About the Colorado - Fort Collins DEVELOP Office: The Colorado office, was DEVELOP's first location at an academic location, started in 2012 and is co-hosted by Colorado State University’s Natural Resource Ecology Lab (NREL) and the USGS Fort Collins Science Center. The office has completed a variety of natural resource management projects, including projects focused on invasive species, forest health, wetlands, ecological forecasting, fire severity and recovery, crop wild relatives, and water quality. Since it's opening, projects have been completed in over 20 states and in Ethiopia. These projects have been with a wide range of partners including the United States Forest Service, Bureau of Land Management, Colorado State Forest Service, Colorado Parks & Wildlife, National Park Service, United States Geological Survey, The Nature Conservancy, and other non-profits, and private land and ranch owners. The office specializes in ecological forecasting, water resources, and agriculture projects, as Lead Science Advisors hold a broad array of ecological research interests including invasive species, forest ecology, rare and endangered wildlife, ecosystem services, resource management, fire ecology, and climate change. These interests are frequently examined in the context of space and time through a suite of integrative spatial modeling techniques that combine field data, traditional and expert knowledge, geographic information systems (GIS), remote sensing and spatial statistics.

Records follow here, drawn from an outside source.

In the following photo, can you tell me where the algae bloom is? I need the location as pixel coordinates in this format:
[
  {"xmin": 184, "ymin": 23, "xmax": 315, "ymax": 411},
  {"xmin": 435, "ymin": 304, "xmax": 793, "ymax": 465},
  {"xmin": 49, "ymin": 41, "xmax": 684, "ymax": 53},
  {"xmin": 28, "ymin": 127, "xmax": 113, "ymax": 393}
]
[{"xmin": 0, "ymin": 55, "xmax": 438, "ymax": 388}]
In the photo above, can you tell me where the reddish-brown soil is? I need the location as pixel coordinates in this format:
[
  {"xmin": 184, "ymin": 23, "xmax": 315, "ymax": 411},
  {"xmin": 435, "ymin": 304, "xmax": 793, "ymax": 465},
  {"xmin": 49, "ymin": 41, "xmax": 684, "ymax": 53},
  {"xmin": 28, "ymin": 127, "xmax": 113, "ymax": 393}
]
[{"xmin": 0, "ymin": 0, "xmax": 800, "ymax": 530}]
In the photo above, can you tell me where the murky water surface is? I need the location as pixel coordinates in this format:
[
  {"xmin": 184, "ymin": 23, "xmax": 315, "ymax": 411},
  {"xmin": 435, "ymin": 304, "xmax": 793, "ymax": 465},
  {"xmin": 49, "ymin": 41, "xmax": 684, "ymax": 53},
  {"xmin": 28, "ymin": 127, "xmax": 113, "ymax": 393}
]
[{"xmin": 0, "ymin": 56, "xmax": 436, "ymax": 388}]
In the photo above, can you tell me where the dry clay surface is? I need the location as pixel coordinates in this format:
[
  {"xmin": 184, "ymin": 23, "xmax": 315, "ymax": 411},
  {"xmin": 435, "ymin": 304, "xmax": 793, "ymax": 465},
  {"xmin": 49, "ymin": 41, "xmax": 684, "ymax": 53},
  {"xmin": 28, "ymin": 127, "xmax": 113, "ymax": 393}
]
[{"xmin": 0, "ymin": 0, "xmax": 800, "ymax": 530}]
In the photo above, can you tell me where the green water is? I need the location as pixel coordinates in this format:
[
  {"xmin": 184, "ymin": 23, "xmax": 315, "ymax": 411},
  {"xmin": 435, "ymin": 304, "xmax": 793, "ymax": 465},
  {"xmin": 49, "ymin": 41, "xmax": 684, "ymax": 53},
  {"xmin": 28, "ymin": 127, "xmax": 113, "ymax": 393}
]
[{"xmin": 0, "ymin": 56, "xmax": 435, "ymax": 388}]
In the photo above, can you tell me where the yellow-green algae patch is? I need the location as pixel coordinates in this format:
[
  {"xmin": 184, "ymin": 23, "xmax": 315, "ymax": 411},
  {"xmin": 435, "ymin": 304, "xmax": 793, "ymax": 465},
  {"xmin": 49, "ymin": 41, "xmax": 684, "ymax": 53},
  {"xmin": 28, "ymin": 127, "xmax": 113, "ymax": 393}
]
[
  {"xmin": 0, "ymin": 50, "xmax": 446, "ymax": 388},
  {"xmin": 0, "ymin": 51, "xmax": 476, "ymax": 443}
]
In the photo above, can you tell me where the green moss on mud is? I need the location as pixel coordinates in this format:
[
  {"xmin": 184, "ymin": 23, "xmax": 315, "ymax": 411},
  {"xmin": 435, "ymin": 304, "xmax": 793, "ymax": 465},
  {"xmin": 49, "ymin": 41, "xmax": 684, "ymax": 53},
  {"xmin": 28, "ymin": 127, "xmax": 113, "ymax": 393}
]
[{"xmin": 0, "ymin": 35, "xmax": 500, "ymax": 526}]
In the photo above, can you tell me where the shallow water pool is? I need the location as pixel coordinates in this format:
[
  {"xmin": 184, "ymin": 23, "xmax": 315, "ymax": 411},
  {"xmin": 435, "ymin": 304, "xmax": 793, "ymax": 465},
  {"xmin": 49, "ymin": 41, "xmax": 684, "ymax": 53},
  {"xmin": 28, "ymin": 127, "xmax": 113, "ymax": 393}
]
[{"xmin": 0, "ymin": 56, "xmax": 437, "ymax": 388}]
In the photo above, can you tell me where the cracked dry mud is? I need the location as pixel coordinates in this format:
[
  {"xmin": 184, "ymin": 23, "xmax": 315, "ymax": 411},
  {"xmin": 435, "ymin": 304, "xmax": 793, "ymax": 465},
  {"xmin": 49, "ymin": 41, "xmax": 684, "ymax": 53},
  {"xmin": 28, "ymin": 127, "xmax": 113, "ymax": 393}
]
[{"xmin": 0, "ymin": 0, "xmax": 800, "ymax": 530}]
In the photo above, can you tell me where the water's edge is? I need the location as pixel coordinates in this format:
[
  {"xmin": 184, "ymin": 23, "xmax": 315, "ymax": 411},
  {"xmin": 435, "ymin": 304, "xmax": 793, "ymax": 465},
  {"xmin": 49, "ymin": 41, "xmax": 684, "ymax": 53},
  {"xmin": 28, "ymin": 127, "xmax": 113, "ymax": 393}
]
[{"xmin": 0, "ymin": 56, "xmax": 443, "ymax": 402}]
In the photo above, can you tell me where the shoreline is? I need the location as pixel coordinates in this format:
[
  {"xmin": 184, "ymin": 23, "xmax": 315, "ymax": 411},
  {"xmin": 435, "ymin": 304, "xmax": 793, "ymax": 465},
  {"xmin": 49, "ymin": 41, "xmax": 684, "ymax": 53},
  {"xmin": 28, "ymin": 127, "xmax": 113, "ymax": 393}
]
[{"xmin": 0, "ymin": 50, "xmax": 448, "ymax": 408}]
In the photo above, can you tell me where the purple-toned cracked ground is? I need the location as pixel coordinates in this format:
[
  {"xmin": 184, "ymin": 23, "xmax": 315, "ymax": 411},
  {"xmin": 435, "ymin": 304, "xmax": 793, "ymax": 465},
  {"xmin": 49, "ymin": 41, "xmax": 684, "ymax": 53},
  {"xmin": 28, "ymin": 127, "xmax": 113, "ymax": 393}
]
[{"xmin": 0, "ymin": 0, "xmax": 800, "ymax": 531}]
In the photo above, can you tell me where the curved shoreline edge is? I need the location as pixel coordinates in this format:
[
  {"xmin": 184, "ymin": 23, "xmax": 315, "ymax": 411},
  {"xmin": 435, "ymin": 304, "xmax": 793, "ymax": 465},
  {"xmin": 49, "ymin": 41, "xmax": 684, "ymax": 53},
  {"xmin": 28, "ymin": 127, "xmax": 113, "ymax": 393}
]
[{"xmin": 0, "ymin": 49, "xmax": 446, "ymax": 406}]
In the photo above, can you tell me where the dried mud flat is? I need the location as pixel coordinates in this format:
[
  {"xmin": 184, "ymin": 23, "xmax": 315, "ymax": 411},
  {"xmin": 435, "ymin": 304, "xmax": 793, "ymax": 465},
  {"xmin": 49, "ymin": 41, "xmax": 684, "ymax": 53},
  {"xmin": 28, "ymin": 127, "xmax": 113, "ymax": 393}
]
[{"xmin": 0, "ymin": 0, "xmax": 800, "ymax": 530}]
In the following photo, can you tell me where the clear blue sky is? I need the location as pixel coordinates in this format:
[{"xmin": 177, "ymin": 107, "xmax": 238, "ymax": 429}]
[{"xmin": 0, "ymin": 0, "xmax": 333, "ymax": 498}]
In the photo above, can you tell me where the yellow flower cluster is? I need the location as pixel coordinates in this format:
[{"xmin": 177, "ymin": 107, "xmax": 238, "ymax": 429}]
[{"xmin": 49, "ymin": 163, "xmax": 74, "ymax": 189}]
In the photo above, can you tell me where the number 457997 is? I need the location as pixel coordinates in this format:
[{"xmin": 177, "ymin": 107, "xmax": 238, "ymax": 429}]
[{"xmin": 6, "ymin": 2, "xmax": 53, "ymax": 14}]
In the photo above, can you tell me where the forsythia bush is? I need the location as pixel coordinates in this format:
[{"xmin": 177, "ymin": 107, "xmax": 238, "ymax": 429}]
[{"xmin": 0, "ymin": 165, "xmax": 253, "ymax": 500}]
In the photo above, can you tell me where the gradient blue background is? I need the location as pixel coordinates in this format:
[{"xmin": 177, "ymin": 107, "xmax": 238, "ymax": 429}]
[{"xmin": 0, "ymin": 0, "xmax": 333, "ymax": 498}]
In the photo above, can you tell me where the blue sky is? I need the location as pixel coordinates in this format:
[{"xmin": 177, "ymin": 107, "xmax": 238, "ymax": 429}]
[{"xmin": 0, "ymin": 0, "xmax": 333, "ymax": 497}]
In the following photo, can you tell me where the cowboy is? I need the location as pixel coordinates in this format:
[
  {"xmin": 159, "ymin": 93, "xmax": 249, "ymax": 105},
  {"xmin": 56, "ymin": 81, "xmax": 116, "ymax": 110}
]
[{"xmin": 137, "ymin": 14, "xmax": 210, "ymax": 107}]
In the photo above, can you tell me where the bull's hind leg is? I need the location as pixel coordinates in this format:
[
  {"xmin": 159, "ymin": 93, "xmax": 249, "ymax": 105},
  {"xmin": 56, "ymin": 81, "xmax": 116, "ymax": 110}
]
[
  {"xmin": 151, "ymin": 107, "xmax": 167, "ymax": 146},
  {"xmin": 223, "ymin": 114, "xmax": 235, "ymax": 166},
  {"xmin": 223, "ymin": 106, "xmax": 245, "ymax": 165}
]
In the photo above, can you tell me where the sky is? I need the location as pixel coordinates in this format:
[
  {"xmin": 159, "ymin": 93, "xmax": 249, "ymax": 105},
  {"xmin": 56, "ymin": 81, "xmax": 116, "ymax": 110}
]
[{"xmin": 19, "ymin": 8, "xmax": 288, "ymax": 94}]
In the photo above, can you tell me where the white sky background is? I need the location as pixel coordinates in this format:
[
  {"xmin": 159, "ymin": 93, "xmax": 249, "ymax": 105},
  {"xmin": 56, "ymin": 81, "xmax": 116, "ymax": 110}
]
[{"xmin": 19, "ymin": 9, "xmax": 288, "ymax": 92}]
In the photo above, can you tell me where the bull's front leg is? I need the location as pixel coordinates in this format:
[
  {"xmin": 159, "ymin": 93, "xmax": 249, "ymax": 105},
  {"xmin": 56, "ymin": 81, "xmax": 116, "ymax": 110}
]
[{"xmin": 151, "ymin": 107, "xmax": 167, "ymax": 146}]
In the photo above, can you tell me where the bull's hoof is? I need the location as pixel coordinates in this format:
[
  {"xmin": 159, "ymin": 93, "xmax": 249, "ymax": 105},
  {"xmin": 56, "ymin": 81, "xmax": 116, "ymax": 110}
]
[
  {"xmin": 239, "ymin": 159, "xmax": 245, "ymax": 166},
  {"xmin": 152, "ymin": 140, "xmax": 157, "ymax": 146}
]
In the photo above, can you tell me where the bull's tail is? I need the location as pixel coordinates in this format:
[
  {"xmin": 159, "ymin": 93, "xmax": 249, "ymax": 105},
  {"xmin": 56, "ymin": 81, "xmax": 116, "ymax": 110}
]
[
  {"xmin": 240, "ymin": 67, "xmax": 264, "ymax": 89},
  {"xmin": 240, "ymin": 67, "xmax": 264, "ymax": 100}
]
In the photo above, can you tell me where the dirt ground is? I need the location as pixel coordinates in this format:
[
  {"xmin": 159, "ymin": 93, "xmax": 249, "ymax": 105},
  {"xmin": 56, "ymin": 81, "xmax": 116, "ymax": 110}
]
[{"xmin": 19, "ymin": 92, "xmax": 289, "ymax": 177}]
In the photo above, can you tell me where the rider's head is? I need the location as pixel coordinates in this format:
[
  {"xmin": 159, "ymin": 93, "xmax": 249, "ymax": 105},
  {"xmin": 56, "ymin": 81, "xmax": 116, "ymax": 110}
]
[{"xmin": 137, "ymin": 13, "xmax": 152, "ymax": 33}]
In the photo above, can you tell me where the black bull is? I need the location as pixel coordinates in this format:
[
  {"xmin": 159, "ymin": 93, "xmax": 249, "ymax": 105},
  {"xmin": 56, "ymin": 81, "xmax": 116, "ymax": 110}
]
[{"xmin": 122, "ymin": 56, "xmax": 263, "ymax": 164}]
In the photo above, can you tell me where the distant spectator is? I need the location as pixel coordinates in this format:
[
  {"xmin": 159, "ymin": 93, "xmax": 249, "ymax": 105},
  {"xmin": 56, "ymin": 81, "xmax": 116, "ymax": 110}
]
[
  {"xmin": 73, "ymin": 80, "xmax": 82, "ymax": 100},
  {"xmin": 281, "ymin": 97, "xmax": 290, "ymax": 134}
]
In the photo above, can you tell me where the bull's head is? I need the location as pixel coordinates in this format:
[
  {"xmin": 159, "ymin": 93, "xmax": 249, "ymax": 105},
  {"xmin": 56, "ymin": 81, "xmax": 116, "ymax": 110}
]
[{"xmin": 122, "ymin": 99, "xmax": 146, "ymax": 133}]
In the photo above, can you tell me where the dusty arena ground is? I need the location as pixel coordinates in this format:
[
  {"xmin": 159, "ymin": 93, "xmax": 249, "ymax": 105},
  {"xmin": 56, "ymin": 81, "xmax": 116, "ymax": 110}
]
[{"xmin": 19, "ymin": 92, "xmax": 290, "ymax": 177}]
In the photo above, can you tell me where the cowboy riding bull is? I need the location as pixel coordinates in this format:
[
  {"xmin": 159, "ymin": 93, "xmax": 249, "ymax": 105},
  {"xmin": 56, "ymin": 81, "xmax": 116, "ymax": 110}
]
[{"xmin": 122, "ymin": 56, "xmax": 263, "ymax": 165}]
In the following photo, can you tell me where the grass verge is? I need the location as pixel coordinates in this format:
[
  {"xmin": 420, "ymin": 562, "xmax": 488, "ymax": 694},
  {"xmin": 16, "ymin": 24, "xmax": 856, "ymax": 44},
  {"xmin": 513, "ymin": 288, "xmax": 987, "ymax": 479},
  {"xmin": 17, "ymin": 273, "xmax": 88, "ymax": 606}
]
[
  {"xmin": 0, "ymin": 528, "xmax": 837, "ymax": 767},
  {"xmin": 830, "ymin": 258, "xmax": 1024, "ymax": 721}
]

Office Host History: The Natural Resource Ecology Laboratory (NREL) began in 1968 as a world leader in grassland research. Over three decades, the scope of research at NREL has expanded to include projects on every continent and topics ranging from the soil microbial dynamics associated with the grazing of bison to global-scale studies of climate change and its impact on the terrestrial carbon cycle. NREL scientists have been pioneers in linking ecosystem theory, experimentation, field measurements and computer modeling. In particular, NREL has emphasized the use of systems analysis and computer modeling to reduce ecosystem complexity to a manageable level. CENTURY, one of the first and most widely used ecosystem models in the world, was developed at NREL.

The USGS Fort Collins Science Center (FORT) has been a part of the United States Geological Survey since 1996. The FORT is deeply rooted in federal biological resource research and its supporting disciplines, particularly as they relate to the needs of the U.S. Department of the Interior and its resource management agencies. The organizational framework and activities of the FORT have changed and adapted over the years in response to shifts in the scientific issues and challenges facing the U.S. Department of the Interior and with the development of new strategies to meet these challenges.